Tuesday, April 03, 2007

Dividing of Our Rights

What divides rights from privileges? Are there “certain unalienable rights,” due to all mankind, as Mr. Jefferson once wrote?

A popular notion, which many believe, is that rights are for everyone without thought or effort or obligation, where privileges are only things which we, as “good and moral” human beings, strip from those who are not so “good and moral.”
For example, education and voting are rights, yet driving is a privilege.

Our Founding Fathers and Framers were brilliant intellectuals. Yet, I must argue that so-called “unalienable rights” do not exist and never have.
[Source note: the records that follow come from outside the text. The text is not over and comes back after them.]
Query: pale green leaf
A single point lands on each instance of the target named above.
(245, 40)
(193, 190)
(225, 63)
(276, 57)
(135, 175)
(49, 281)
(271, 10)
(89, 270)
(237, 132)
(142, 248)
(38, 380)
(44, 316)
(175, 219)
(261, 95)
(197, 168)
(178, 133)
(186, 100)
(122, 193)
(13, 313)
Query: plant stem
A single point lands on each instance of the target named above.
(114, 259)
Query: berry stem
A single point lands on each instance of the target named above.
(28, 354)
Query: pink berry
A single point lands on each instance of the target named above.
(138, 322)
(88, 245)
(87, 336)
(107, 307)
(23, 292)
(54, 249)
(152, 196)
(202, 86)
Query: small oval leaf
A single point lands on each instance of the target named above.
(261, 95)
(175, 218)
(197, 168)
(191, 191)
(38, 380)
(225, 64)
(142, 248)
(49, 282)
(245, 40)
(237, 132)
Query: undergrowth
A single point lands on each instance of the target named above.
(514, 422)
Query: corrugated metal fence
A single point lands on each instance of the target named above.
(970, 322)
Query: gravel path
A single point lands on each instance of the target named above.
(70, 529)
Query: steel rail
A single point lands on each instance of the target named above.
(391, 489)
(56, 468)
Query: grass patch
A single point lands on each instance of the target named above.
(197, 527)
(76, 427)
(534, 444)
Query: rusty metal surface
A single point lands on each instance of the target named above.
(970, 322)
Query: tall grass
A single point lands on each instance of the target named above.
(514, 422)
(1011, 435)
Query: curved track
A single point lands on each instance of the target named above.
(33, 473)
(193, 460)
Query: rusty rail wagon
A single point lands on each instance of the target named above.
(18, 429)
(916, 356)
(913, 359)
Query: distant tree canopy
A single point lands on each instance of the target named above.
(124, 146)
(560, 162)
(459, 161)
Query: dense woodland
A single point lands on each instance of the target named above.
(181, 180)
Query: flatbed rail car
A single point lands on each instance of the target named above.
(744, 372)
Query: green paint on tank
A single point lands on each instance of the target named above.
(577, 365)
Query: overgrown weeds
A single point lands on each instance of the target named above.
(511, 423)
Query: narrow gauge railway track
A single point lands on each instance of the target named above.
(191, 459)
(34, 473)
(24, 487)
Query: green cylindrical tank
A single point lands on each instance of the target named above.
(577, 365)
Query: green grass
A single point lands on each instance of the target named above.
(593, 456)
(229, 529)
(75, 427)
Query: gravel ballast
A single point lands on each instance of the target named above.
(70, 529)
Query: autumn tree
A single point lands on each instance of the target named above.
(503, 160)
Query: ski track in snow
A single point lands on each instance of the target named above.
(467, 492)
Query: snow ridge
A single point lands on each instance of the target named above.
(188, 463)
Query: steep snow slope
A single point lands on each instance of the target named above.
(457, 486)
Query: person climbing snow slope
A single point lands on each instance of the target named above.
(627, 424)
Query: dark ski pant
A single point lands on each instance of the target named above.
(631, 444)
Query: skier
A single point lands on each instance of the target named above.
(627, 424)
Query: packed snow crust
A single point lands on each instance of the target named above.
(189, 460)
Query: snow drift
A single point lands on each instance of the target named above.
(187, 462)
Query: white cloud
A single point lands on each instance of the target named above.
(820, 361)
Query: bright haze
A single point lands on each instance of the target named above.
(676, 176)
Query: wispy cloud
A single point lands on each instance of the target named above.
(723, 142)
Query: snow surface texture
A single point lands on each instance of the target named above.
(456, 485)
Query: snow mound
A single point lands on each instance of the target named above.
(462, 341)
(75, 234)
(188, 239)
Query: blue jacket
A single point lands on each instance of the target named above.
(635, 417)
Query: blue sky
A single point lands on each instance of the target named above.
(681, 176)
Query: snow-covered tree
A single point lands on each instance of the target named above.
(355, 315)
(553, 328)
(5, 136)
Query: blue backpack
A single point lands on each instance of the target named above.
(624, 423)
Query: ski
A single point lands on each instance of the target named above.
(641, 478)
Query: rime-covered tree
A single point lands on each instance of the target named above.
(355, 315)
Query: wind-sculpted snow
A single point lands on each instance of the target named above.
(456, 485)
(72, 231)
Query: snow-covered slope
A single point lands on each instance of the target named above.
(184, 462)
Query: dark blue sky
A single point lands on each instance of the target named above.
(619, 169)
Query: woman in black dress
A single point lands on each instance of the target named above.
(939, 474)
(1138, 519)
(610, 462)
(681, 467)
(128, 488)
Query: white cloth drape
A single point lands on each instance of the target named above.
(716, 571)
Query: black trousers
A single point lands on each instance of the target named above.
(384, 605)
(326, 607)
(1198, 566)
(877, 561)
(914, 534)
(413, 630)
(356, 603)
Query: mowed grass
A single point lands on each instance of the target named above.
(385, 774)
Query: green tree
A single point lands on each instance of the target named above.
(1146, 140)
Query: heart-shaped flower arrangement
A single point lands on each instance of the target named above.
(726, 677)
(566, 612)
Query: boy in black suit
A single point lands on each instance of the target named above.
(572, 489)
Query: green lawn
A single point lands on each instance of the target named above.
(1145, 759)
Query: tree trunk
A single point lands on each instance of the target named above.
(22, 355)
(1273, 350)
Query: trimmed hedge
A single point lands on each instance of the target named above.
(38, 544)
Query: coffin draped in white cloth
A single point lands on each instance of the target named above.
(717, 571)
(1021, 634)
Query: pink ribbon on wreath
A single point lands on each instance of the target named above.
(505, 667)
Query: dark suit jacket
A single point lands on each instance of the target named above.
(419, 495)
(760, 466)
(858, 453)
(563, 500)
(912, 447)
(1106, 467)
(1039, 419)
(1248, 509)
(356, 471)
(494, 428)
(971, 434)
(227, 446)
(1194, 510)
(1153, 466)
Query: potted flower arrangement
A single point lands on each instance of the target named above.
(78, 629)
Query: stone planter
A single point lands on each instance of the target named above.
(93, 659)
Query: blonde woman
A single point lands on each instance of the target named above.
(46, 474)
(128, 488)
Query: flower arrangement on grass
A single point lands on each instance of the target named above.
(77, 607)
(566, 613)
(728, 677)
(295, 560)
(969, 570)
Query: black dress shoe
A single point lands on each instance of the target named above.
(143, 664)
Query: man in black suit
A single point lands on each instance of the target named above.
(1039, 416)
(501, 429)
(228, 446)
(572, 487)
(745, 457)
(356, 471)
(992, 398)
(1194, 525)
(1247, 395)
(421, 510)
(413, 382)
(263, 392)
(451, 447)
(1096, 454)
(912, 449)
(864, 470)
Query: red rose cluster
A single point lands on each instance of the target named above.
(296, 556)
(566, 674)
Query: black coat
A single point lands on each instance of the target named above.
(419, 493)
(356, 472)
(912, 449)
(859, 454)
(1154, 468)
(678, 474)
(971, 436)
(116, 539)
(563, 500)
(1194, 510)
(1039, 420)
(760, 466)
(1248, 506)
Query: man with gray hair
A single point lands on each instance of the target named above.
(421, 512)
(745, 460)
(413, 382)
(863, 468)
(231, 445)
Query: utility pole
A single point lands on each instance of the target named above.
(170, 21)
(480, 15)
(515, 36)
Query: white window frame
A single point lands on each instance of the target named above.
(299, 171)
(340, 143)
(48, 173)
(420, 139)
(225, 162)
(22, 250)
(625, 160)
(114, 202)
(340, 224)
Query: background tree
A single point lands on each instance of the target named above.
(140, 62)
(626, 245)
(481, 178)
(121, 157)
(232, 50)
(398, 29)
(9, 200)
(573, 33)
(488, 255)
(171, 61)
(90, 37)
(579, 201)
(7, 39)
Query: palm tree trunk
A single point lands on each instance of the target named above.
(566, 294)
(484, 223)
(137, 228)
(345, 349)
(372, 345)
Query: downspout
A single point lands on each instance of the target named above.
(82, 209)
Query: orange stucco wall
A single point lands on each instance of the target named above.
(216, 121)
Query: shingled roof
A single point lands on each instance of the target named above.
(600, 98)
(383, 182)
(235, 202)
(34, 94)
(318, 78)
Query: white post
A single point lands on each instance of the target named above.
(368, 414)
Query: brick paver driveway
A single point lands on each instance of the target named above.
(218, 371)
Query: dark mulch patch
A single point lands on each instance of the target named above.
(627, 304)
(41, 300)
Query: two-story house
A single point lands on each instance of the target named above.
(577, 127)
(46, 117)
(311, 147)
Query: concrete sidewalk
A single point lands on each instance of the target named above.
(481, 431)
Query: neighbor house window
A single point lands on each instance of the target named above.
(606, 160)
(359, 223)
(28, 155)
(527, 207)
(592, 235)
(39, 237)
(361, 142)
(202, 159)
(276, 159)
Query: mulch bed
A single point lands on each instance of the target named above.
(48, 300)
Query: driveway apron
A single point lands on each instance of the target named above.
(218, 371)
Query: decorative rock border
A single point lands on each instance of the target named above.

It is a whitewash of the human reality.

Case in point, Orhan Pamuk, Nobel Prize-winning Turkish author, in February 2005 stated a historic fact to a Swiss newspaper: “Thirty thousand Kurds, and a million Armenians were killed in these lands and nobody dares to talk about it.”

What Pamuk is speaking about is the Armenian Genocide which took place in 1915. Moreover, the Turkish government does not acknowledge such a genocide ever occurred, even in the face of most historians worldwide.

In June 2005, the Turkish government passed Article 301 of their penal code. Article 301 states, “A person who publicly denigrates Turkishness, the Republic, or the Grand National Assembly of Turkey, shall be punishable by imprisonment of between six months and three years.” Furthermore, if a Turkish citizen denigrates Turkishness while aboard, “the punishment shall be increased by one third.”

Charges were brought after the fact against Pamuk, and another dozen or more Turkish citizens. From which Pamuk then experienced his books being burnt, photos being destroyed, and publicly being booed by his fellow citizens and once readers. He also received threats against his own life.

Turkey finally dropped charges against Pamuk in January 2006, due to widespread global outcry and pressure forced by the European Union. The EU’s upper-hand came by Turkey’s longing to join the EU.

Keeping this instance in mind, one must agree that American rights (Freedom of Speech and Expression, in this case) are not universal and we cannot expect them to be so. If we are to respect each nation’s national identity, then we must accept each nation’s chosen identity.

All rights are only privileges, granted by the government or the authority in charge.
A nation’s laws guarantee a citizen’s rights; thus, his or her rights are assured only as long as the nation’s laws remain unchanged.

We may possess the romantic ideals of human rights. Yet, these ideals are not natural laws, they are societal laws. If one, therefore, knows his or her history, one will know that societies fail all the time.

The main purpose for this article comes out of witnessing people’s myopic tendencies. Some people believe that all human beings have the same rights, but that is sadly not true. The natural law of survival of the fittest stands in testimony of this reality.

I, for one, would not want to imagine living in a nation where Freedom of Expression is not the First Amendment, yet billions do live in nations contrary to this.

From the First Amendment comes the ability of Freedom of Speech, Freedom of Religion, Freedom of being one’s self. As Americans, we are honored, for all privileges must pass through the First Amendment.

However, as Americans, we must understand that the First Amendment is itself a privilege granted to us by the Framers and upheld by politicians and statesmen still today.


This column came from a column I read last week, where a guy was arguing about human rights and how all men and women have them. I wish there were
unalienable rights.” However, there are none. Even the basics as food and shelter are not rights, but privileges. So, it is our job to maintain the privileges we hold dear.